Thursday, July 13, 2017 : 11:30 AM
Evasion (Crowne Plaza Brussels - Le Palace)

*Names in bold indicate Presenter

Aaron Robert Phipps, University of Virginia
Handling the educational needs of a diverse student body in preparation for an increasingly globalized labor market will require creating a robust teacher labor force that can sustain the specific needs of at-risk subpopulations. Yet, how to compensate teachers to reflect productivity differences and provide incentives that reward performance remains a practical challenge, as many performance incentive schemes have not demonstrated consistent efficacy. Recent large-scale U.S. initiatives, including Race to the Top and the Teacher Incentive Fund have placed substantial emphasis on the development of compensation mechanisms to link pay and performance, as these programs have awarded a combined $6.4 billion since 2010 to 92 districts in 32 states for proposals to fund new teacher performance incentives or improve teacher accountability. Internationally, the United Kingdom, India, Chile, Mexico, Israel, Australia, and Portugal are considering or have implemented teacher incentive programs.

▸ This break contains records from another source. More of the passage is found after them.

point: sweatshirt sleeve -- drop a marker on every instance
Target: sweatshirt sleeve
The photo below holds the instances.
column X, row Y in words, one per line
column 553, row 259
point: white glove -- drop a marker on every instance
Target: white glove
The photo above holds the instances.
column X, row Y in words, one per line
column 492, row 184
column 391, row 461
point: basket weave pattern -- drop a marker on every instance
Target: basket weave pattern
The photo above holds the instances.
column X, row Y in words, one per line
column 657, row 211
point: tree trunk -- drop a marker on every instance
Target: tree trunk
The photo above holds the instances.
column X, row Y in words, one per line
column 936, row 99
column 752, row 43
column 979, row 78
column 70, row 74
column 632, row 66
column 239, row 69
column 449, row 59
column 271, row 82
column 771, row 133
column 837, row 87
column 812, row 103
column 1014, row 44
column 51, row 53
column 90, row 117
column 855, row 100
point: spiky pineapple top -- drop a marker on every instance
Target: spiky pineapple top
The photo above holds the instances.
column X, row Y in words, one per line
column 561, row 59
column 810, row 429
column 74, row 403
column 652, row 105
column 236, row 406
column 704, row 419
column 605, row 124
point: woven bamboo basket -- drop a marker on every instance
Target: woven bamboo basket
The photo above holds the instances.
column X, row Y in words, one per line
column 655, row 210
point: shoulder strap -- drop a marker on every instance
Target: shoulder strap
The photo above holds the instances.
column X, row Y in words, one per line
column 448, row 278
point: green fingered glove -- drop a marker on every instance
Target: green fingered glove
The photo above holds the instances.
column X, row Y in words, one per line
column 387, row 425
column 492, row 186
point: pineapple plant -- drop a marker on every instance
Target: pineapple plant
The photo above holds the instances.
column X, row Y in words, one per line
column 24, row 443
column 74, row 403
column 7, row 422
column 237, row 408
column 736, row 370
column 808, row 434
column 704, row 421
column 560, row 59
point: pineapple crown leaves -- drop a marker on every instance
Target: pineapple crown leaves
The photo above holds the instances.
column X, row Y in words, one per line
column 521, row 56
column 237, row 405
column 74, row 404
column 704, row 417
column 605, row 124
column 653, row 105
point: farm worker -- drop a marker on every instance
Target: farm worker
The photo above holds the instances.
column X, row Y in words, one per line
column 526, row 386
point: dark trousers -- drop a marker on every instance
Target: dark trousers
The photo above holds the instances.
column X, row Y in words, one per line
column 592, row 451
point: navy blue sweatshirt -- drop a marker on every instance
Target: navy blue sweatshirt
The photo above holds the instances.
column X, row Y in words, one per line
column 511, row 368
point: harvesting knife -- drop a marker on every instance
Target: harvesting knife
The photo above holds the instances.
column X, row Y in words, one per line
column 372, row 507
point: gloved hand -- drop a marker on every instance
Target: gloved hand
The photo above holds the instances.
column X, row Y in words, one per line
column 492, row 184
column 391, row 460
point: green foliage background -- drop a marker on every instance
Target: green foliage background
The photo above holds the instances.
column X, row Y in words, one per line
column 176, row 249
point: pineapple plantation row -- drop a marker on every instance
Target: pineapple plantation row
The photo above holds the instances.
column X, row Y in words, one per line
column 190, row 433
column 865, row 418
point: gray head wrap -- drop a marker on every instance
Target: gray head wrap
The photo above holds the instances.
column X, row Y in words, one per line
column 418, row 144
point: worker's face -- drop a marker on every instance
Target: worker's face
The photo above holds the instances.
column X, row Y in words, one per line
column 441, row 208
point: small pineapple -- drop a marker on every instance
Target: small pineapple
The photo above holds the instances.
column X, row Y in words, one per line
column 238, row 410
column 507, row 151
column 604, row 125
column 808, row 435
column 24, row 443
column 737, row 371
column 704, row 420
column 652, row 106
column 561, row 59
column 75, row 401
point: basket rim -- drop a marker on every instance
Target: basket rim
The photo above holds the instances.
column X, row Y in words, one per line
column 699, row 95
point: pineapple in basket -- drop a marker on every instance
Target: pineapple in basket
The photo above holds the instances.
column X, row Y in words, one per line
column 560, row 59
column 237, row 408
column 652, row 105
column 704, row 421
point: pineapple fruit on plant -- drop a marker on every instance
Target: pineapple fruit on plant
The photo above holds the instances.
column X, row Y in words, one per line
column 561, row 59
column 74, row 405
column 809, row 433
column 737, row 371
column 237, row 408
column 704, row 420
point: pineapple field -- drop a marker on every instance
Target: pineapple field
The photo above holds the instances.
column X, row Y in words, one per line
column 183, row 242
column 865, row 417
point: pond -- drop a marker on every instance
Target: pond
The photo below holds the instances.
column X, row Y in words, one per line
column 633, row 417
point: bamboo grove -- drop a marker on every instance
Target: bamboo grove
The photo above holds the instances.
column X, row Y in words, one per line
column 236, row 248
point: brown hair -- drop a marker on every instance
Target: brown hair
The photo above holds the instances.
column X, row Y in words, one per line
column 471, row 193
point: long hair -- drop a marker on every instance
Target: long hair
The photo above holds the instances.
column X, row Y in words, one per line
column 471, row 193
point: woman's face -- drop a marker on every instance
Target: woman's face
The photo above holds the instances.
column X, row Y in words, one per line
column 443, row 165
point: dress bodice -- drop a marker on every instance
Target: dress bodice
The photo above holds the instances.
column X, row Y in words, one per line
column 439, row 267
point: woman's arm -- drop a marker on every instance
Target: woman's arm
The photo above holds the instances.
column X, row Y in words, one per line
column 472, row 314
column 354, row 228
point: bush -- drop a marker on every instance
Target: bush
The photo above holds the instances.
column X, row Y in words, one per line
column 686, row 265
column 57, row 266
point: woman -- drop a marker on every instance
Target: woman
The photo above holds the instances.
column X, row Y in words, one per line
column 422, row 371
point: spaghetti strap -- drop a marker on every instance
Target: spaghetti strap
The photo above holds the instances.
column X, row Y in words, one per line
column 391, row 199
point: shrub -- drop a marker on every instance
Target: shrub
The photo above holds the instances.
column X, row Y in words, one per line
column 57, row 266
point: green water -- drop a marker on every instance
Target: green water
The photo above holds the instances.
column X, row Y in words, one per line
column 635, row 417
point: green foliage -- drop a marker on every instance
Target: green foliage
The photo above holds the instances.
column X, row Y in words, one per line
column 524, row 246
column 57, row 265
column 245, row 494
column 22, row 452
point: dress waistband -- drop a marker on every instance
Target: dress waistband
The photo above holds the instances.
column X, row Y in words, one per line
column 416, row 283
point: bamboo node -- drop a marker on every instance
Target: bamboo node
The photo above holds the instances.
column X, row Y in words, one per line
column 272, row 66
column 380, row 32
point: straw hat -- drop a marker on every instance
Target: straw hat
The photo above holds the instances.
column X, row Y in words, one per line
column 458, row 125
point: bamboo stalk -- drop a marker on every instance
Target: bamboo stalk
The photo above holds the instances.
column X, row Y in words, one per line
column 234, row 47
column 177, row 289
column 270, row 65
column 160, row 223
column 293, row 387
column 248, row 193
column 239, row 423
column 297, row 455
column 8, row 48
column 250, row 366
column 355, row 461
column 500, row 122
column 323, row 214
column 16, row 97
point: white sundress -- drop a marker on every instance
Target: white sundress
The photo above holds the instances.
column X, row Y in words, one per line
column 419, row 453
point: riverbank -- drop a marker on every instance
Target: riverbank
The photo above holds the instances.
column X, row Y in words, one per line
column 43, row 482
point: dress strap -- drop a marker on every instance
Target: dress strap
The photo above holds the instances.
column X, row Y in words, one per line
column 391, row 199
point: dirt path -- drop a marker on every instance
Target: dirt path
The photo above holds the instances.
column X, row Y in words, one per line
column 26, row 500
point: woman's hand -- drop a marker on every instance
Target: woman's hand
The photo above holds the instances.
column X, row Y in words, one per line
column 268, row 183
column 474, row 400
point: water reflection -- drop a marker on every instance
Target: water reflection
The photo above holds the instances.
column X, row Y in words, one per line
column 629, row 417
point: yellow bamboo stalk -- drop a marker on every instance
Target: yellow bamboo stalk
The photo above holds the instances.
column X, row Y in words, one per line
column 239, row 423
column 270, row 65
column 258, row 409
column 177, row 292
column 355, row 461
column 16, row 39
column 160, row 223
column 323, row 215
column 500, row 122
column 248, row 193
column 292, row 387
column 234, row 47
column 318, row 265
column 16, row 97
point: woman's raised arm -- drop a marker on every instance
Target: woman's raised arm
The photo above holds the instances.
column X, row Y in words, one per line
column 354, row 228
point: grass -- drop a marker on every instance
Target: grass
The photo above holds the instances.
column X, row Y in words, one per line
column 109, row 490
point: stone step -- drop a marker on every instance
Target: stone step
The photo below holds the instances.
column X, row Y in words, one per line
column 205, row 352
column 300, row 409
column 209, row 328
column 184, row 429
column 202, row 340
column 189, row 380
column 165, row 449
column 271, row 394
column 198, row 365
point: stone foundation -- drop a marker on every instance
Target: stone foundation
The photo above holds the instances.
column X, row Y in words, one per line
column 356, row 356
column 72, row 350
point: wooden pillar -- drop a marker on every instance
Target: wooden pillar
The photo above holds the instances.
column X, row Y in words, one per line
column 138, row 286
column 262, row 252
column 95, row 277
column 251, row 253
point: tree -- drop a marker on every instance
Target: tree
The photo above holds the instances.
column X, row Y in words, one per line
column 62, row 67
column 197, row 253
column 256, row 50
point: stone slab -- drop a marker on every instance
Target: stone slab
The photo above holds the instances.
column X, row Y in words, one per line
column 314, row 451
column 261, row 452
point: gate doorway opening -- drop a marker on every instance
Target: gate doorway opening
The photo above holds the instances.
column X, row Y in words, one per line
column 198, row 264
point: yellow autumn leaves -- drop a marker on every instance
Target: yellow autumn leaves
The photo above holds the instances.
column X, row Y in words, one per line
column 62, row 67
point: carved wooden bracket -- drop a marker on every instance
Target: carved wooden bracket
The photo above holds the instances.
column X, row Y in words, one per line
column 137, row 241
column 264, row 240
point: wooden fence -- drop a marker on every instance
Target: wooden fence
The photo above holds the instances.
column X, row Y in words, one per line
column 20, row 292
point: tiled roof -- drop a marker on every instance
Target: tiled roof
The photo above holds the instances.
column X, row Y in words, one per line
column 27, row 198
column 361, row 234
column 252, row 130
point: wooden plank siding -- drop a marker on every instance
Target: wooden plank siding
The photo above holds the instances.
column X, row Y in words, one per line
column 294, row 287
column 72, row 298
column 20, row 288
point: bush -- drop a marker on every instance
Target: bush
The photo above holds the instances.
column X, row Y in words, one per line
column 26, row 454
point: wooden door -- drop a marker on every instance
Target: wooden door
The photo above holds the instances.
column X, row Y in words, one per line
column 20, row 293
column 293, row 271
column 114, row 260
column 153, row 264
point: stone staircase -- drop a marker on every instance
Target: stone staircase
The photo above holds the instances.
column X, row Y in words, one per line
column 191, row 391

The results of teacher performance incentives have been mixed. While large scale field experiments and policy innovations are surely needed in the teacher labor market, the design challenge resides in the more general space of models for incentive contracts. A necessary theoretical and empirical problem is how to design an incentive to induce the optimal allocation of effort among multiple tasks, which is usually modeled by assuming agents know the production function. Unlike some production processes in which output relies solely on worker skill and effort, teaching is distinguished by its complexity and its dependence on the reciprocal effort of students. The result is a context in which individual teachers are uncertain about the net marginal productivity of inputs. The innovation of this paper is to develop a model in which uncertainty about the production process in student learning (“production uncertainty”) is incorporated explicitly in the model and to assess agent responses to different incentive schemes in a laboratory experiment.

In the model, the presence of production uncertainty reduces the effect of an outcome-based incentive on a teacher’s overall effort level due to risk aversion, an effect I label “futility.” Furthermore, an outcome-based incentive can induce production friction, which predicts that teachers will redistribute their effort to inputs with lower variance in marginal productivity. This implies teachers could maintain or even increase their level of effort in response to a performance incentive without improving otucomes.

The initial empirical test of these predictions is in a laboratory experiment. The experimental design itself is an innovation, allowing me to test a complex, multi-input real-effort task with different types of uncertainty. Preliminary results confirm my model’s basic predictions, though more experimentation is planned.

Optimal contract design in the principal-agent problem influences how policy makers have tried to improve education. My theory, confirmed by preliminary lab results, has several policy implications. (1) Teacher incentive schemes should focus on rewarding measured behaviors that are within the control of teachers. (2) Incentives based only on student test scores can reduce average output even if teachers are not reducing overall effort. (3) Policy makers should focus on creating reliable processes for conducting in-class evaluations.